The music industry is in a state of flux as digital music services take-off but recent US Research shows more is possible in the online music space.

The NPD Group gathered data from a 40,000-strong sample group and 5,000 user interviews for its findings. The fast-growing digital music sales sector is now worth 6 per cent of all music sales, partially offsetting the continued decline in CD sales (down 5 per cent in the second quarter of 2005, NPD claims). The analysts claim: "69 per cent of Internet-using households have at least one digital music file on their home PC hard drive".

Legal downloads gaining traction

On average, each US computer user now has 340 music files on their computer, up 24 per cent, year on year. These include ripped tracks; tracks ripped from friend's CDs; legal downloads and pirated tracks. But the mix is changing.

Russ Crupnick, president of NPD's Music and Movies division said: "We're seeing a slow shift from illegal P2P downloading to use of legal digital music services."

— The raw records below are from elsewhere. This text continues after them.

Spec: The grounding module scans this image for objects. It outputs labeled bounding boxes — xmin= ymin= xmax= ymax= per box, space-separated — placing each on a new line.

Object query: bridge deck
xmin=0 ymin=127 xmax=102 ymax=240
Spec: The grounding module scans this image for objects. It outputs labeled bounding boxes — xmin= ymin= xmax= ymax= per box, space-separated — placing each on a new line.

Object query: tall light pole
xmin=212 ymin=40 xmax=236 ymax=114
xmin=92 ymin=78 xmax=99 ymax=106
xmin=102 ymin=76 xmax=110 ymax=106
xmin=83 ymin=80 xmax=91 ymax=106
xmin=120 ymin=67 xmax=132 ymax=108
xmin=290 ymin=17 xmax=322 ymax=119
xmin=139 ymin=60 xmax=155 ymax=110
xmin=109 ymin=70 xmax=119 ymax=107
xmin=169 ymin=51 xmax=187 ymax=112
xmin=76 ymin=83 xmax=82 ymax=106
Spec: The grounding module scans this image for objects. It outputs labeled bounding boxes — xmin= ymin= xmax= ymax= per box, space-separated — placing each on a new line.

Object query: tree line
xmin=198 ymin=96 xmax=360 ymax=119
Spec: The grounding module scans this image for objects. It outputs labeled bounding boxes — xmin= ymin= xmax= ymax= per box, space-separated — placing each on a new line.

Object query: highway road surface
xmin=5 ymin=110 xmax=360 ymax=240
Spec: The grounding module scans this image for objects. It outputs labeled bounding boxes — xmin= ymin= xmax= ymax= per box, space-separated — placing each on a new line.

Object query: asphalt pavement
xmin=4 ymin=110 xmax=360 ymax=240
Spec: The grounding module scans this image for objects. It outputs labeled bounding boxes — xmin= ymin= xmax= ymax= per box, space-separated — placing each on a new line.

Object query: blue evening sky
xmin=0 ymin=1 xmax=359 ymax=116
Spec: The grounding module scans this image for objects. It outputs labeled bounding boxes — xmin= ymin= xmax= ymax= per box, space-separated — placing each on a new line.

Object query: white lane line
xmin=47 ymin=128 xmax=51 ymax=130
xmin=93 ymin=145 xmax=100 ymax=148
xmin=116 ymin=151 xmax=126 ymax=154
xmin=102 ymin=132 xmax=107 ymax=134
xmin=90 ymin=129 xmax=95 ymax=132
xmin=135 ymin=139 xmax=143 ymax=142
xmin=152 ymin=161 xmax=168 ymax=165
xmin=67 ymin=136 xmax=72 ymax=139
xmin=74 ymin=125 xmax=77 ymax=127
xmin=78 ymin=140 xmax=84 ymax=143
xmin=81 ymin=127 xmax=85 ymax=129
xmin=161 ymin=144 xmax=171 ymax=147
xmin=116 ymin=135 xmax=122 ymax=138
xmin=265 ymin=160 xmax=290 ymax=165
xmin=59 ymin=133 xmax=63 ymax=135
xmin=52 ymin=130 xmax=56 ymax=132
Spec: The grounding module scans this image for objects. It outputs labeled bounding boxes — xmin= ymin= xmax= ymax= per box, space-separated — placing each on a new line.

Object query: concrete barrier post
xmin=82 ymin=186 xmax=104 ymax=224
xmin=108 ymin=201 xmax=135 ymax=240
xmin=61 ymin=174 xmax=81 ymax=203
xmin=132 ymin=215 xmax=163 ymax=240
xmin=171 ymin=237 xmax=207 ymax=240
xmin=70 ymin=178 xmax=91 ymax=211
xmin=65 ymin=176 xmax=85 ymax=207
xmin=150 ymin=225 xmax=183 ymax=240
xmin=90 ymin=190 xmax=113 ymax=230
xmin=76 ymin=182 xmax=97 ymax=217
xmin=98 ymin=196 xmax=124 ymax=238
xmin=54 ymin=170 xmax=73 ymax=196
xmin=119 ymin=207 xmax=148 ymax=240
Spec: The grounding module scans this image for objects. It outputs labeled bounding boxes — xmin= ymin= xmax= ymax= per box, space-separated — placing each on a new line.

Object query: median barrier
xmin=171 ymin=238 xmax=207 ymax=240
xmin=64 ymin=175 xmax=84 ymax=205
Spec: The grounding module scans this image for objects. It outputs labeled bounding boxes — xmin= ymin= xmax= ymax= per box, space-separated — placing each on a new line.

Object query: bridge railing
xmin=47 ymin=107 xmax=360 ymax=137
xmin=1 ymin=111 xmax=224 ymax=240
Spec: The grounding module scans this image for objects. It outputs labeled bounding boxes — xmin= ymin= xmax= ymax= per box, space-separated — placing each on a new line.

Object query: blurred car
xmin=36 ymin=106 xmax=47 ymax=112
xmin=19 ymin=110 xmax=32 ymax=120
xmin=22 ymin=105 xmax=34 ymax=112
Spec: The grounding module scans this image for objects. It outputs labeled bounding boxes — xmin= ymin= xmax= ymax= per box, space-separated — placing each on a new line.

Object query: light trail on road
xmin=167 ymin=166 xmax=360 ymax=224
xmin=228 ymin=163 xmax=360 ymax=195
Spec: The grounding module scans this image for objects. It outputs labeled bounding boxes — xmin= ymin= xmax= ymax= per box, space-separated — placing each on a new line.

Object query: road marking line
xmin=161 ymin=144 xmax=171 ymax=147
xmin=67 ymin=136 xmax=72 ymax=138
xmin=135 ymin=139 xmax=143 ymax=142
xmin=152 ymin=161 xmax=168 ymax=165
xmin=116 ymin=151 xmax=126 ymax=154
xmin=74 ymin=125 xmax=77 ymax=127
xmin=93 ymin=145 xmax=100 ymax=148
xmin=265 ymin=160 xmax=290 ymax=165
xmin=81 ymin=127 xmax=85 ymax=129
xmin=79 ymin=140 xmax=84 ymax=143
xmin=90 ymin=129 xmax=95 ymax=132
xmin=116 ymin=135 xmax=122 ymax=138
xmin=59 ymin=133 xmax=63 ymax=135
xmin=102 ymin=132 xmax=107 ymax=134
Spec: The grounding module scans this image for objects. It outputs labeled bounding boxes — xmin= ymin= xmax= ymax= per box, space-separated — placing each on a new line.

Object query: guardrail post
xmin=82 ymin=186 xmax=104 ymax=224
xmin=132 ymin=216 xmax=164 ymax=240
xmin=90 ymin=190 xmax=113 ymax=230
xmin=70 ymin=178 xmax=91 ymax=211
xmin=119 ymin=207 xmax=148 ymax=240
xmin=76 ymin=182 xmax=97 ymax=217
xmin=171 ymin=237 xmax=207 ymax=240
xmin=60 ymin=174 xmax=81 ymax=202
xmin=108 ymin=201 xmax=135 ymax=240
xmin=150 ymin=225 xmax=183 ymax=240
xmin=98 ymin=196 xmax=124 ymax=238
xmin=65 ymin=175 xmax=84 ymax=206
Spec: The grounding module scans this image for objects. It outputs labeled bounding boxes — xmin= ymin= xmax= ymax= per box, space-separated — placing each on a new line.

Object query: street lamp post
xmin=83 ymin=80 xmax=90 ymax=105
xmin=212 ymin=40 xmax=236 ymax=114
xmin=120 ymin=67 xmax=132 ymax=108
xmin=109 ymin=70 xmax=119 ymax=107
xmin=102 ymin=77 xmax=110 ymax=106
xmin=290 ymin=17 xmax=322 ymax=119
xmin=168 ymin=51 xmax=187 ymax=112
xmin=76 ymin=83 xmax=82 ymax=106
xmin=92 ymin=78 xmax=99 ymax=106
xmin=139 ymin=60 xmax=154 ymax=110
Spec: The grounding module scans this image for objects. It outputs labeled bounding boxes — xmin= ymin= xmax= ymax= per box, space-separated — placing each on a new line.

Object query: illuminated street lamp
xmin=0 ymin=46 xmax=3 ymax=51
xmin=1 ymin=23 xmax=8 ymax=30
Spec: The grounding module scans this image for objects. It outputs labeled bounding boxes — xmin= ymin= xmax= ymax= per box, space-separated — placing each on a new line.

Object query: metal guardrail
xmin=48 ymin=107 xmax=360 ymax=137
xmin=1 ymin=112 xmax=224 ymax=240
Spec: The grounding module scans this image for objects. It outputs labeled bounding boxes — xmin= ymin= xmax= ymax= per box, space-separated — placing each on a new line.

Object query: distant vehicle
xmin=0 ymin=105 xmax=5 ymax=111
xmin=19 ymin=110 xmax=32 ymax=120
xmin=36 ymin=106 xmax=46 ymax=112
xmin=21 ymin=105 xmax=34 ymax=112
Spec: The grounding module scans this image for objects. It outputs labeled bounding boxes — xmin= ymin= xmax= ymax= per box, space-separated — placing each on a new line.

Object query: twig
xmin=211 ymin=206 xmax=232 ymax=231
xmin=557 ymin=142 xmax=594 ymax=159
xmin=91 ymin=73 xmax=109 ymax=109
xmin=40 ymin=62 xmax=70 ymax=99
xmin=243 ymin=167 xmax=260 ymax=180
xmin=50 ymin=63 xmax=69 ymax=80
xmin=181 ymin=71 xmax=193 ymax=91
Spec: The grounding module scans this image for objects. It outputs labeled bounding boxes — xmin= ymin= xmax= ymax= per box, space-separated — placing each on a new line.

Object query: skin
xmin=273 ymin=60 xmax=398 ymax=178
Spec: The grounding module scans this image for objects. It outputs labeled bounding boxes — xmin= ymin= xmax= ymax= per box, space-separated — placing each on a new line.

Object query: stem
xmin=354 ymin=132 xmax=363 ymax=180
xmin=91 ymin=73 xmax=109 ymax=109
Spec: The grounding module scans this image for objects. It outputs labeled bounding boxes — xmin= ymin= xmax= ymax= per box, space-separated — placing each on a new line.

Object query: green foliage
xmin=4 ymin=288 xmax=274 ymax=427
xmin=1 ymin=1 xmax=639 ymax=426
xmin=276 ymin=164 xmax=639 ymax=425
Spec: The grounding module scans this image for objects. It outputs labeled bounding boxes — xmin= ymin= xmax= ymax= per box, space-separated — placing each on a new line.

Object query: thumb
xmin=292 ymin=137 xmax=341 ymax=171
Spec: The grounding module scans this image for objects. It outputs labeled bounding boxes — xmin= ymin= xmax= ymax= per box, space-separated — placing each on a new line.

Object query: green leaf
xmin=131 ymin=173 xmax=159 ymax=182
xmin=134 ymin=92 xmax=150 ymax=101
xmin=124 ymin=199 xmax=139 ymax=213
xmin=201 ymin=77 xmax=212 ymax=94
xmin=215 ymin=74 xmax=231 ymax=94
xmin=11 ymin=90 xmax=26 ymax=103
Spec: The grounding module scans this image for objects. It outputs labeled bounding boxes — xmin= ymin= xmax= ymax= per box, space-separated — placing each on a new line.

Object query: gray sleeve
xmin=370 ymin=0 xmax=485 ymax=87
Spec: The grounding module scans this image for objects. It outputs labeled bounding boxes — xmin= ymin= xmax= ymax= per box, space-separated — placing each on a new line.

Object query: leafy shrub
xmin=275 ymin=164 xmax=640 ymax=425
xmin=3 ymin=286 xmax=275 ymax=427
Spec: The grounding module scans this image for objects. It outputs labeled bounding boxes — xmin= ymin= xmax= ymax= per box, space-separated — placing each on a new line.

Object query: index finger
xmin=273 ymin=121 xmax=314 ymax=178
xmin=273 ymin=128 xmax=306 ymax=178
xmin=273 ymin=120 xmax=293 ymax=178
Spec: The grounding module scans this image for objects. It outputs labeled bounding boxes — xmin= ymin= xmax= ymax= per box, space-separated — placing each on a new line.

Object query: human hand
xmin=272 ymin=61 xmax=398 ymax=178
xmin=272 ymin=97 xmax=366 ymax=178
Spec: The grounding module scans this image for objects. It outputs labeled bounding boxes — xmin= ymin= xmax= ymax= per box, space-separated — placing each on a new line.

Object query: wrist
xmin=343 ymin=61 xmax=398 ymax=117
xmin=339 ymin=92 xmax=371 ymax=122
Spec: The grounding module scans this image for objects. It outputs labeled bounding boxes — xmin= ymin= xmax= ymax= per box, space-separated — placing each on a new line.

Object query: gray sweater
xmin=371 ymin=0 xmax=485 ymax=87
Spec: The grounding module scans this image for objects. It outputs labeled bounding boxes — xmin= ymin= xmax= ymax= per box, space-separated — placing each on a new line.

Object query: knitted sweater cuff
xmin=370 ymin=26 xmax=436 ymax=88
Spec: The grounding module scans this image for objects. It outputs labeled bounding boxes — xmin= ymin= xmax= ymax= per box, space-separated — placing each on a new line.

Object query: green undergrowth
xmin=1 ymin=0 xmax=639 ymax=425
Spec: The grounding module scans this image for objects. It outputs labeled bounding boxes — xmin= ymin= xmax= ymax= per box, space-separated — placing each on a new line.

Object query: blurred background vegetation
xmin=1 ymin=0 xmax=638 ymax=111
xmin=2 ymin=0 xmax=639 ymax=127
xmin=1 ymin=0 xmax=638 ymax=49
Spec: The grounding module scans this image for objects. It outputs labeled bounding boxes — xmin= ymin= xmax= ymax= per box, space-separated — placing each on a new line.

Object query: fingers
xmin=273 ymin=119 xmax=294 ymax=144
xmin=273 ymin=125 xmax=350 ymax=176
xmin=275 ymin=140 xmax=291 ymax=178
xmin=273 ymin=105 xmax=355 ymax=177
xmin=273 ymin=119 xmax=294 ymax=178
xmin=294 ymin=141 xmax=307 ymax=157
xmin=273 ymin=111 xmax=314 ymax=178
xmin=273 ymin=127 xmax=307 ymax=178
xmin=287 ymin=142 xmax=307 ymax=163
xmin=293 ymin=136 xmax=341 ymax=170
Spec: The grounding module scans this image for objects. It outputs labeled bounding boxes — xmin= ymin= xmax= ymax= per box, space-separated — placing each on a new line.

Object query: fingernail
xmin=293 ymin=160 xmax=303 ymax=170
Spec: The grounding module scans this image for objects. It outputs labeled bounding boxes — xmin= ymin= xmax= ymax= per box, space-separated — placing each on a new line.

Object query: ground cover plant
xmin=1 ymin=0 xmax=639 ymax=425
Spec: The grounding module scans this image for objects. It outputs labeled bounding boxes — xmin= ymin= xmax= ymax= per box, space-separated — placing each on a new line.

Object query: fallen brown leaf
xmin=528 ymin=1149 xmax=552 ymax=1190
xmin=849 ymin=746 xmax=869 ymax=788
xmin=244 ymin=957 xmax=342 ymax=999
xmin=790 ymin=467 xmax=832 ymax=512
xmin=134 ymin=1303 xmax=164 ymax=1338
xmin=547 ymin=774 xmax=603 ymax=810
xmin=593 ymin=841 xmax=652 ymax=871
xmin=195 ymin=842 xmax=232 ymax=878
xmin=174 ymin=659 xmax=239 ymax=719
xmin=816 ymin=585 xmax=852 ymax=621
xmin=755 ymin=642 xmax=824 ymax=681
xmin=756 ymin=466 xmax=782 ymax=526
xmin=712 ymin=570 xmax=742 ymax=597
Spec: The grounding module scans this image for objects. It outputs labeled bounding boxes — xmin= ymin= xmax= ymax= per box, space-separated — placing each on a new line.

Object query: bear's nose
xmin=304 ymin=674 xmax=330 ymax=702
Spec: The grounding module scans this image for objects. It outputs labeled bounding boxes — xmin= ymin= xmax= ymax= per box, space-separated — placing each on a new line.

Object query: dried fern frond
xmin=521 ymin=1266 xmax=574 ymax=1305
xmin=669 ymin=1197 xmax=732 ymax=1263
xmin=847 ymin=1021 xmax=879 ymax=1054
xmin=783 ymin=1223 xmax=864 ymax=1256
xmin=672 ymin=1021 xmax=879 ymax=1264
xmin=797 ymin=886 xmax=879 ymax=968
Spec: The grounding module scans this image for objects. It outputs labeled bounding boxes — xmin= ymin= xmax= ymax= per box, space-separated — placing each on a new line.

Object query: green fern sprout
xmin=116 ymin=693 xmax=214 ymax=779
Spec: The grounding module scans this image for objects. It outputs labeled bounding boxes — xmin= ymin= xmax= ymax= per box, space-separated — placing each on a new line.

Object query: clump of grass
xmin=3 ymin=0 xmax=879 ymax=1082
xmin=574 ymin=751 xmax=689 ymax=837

He explained that while most digital tracks once came from P2P services, today's music collections show fewer pirated tracks and a "rising incidence" of legal downloads. 17 per cent of music buyers acquired tracks from legal services in the first half of the year, NPD said - up 11 per cent on 2004.

Huge potential for growth

NPD estimates there are 70 million households who regularly use the internet and 60 per cent of these could become customers for legal digital services. Crupnick discussed, "a tremendous amount of untapped growth in the digital market for both music distributors and retailers."

"There are several basic prescriptions for continuing healthy growth in legal digital services," Crupnick concluded.

"They include: reaching out to broader demographic segments; continuing to pressure illegal P2P services, while educating consumers to the benefit of legal alternatives; and providing a compelling price-versus-value proposition to the consumer."